Page 2 of 3
Posted: Sat Aug 15, 2009 6:18 am
by Jpressman8
The best thing to do is get a hold of the AF timer manual and circuit blueprints (if you have not retained one yet) and study how it works and the fuctions of each circuit, relay and microswitch etc. Also post some pictures of the wiring in your timer so everyone else can look at it. Someone may be able to spot the problem right away.
Posted: Sat Aug 15, 2009 4:13 pm
by kx250rider
videogamer wrote:Ok is 11 and 12 susposed to be wired together? and is the brown wire (Guessing thats cancel) susposed to be going to terminal 12? and is 6 and 12 susposed to go to each other?
At a glance, I can't see which terminals the Cancel wires go to. For the missing jumpers, it's #15 & #16 on the small terminal strip, and #6 from the big terminal strip to #13 of the small one. Once you do that, the timer buttons should be reconnected. Yours is missing those jumpers because Derek says it had a radio controller attached. Since he says it was a custom radio, there might be something else that needs to be changed around. Not sure... He's a way more experienced tech on these than I am, so he can probably look at your pictures of the inside wiring and spot something, or I can try also. The diagram on the inside of the door is a little confusing too, at least from the way I see it.
Don't feel embarrassed at all on this... My first timer had the missing jumpers, and I had no schematic diagram for it. It took me a long time to figure it out, and I was an ISO 9002 certified electronics technician when I worked for a defense subcontractor here in Los Angeles in the early 2000s.
Charles
Posted: Sat Aug 15, 2009 7:10 pm
by Matt
Posted: Sun Aug 16, 2009 5:22 am
by CJ
On an AF timer, the pin Charles is thinking about is #7 because it is pushed over 1 by the fire input. The diagram shows a link between 13 and 7.
11 and 12 need to be jumpered across.
After you do all this it should work Matt

Posted: Sun Aug 16, 2009 6:18 am
by Matt
Ok I fugred out if you hold the button down it does the signal like ifyou hold down attack it will do the attack signal witht eh power cutting in and out like normal. So does this mean I need to buy a new button? (sorry still learning about timers)
Posted: Sun Aug 16, 2009 1:29 pm
by holler
Do you have a jumper between terminals 15 & 16?
If not put one in.
Posted: Sun Aug 16, 2009 3:18 pm
by CJ
Speaking to Matt earlier, i got him to put a screwdriver across the terminals on the top of the motor feed switch very carefully.

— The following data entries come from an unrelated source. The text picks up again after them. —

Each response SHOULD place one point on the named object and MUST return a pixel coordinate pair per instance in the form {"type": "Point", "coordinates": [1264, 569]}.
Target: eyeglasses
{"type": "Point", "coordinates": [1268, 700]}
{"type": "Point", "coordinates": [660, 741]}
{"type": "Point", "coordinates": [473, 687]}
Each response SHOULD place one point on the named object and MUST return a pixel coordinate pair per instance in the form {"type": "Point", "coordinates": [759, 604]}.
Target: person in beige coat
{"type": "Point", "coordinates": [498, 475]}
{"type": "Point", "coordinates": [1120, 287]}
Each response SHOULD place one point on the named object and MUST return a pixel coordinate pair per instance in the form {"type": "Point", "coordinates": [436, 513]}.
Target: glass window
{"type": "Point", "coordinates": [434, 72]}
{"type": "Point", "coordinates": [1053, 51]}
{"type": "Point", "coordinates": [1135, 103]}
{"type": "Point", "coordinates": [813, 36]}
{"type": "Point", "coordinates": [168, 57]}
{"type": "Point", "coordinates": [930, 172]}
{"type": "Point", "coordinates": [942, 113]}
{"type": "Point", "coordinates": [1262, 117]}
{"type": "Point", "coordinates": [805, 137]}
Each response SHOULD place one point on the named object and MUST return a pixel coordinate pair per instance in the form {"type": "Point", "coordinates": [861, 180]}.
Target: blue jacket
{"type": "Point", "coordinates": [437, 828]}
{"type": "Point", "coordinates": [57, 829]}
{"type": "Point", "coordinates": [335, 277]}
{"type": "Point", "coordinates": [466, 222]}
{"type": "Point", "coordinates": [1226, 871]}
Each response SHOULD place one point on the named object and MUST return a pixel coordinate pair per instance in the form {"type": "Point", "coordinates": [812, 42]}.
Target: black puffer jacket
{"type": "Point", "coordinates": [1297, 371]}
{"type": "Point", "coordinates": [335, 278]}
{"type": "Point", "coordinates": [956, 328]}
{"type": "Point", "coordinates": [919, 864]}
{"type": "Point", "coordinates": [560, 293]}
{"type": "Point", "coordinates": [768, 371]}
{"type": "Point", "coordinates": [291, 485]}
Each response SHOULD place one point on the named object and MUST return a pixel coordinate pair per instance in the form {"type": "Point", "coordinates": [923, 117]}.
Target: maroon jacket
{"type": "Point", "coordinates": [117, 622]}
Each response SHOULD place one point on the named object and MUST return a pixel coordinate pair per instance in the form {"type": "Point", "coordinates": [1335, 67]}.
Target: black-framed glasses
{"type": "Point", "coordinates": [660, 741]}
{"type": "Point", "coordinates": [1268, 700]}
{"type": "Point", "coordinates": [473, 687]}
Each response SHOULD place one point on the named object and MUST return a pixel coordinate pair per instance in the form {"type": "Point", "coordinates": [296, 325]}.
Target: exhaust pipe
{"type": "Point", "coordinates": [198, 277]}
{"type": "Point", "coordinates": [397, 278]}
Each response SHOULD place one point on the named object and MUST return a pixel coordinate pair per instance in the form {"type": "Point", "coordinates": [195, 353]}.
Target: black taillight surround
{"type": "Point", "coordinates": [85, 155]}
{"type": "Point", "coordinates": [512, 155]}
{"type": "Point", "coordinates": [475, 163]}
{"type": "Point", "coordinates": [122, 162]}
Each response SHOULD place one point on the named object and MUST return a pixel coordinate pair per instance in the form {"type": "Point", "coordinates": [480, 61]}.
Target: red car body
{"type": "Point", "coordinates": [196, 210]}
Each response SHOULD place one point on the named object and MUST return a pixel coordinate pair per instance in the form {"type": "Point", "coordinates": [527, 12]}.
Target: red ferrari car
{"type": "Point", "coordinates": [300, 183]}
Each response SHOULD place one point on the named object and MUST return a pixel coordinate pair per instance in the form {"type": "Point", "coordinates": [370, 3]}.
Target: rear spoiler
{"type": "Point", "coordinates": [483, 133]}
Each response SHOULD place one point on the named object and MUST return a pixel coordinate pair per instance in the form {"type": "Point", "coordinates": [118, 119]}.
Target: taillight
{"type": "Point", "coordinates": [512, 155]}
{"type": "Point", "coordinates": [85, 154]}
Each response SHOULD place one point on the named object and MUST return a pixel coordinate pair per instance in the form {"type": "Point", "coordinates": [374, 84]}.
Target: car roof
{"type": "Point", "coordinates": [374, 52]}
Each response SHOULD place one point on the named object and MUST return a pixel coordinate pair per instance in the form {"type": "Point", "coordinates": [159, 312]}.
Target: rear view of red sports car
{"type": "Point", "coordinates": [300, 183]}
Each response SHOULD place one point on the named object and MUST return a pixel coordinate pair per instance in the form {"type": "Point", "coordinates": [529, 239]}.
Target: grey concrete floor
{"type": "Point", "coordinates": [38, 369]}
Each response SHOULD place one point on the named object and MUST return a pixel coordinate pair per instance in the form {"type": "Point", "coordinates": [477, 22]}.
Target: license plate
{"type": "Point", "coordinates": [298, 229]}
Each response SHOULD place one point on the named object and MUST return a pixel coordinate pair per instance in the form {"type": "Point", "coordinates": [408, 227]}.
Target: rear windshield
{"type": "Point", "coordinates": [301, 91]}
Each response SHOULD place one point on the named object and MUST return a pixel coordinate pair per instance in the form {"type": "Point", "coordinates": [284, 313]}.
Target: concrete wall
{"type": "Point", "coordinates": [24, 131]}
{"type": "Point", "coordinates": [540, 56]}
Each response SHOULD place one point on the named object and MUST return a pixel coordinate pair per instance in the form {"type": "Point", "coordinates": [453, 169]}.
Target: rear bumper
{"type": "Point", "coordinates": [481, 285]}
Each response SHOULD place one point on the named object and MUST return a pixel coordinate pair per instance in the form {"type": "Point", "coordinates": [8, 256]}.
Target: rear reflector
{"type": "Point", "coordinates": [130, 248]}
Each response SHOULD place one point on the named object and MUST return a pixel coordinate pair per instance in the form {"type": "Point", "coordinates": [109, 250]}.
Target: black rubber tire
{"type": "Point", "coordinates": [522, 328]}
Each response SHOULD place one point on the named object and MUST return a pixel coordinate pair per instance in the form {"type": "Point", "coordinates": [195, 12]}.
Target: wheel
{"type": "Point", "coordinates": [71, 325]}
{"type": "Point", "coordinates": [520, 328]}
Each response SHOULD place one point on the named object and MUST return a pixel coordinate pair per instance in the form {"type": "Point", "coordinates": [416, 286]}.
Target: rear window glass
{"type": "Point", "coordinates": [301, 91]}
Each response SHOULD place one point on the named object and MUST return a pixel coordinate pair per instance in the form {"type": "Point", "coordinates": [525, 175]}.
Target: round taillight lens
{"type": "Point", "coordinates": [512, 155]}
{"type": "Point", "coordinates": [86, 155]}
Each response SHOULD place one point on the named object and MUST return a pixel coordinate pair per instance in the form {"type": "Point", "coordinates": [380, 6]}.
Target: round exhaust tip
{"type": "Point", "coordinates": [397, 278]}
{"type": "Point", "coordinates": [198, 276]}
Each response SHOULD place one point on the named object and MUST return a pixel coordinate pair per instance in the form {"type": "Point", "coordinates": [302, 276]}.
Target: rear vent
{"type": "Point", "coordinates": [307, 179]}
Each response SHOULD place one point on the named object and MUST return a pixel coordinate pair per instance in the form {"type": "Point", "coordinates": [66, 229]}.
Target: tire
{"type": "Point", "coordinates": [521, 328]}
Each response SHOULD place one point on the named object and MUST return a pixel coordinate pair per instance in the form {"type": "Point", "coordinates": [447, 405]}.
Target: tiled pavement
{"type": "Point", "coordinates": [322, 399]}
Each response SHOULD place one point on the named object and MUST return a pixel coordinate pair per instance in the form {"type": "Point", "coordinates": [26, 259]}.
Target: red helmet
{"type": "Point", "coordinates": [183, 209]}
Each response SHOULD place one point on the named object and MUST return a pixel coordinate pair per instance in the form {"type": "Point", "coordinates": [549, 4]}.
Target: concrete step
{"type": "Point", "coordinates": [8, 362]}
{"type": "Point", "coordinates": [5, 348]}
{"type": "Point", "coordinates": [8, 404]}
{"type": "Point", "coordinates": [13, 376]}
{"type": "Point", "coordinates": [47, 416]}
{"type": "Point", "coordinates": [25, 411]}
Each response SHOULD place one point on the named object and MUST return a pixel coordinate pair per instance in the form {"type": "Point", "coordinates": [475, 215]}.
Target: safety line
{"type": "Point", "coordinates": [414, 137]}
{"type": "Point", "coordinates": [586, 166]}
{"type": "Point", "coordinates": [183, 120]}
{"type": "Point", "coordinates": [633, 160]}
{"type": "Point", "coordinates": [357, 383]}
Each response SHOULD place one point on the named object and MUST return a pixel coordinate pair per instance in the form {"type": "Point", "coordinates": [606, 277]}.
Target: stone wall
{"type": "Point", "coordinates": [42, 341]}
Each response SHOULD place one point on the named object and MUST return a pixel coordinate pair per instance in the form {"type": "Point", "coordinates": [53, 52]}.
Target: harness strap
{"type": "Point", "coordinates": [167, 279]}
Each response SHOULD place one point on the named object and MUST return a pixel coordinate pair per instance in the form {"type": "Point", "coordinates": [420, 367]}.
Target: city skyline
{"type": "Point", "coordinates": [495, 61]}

This set the timer off into a cycle. At that point i thought it was the switch gone but i may be wrong. All of the jumpers are installed on it, 15 to 16, 11 to 12, 13 to 7. He also said, before he did that, that the motor gets hot quite quickly. The 15 to 16 jumper would cause the behaviour of it, leading me to think that it could actually be the hold microswitch that's gone.
Posted: Sun Aug 16, 2009 5:13 pm
by holler
Those little synchrous motors in these things heat up quickly. Every AR timer I've ever dealt with has a warm motor. Terminals 15 and 16 are for your cancel circuit. If you think a microswitch has gone bad check for continuity across the switch with your ohm meter. If it stays open all the time the switch is shot.
Don't buy them from federal either, they charge about $26 per switch, when I got mine from a canadian parts supplier for 6 a piece, and Eric Green probably has a good deal on some.
Posted: Sun Aug 16, 2009 5:21 pm
by Matt
OK it looks like CJ was right. The wire from 16 to the cancel terminal was not connected because I did not see it because it was under some tape hidden behind that tube with about 8 wires in it. I think when I was soldering I some how shorted out the cnacel button because it dose not work so now its just a trip to the flap-shack and it should be good to go! The only lights they have are in an odd shape but I will jsut get those for a temporary deal and then see if Eric has some spare parts.
Re: AF timer help
Posted: Sat Feb 15, 2014 3:34 am
by Andys Live WX
I'm sorry I am bumping such an old topic, but where does the white wire go that comes from the secondary of the transformer?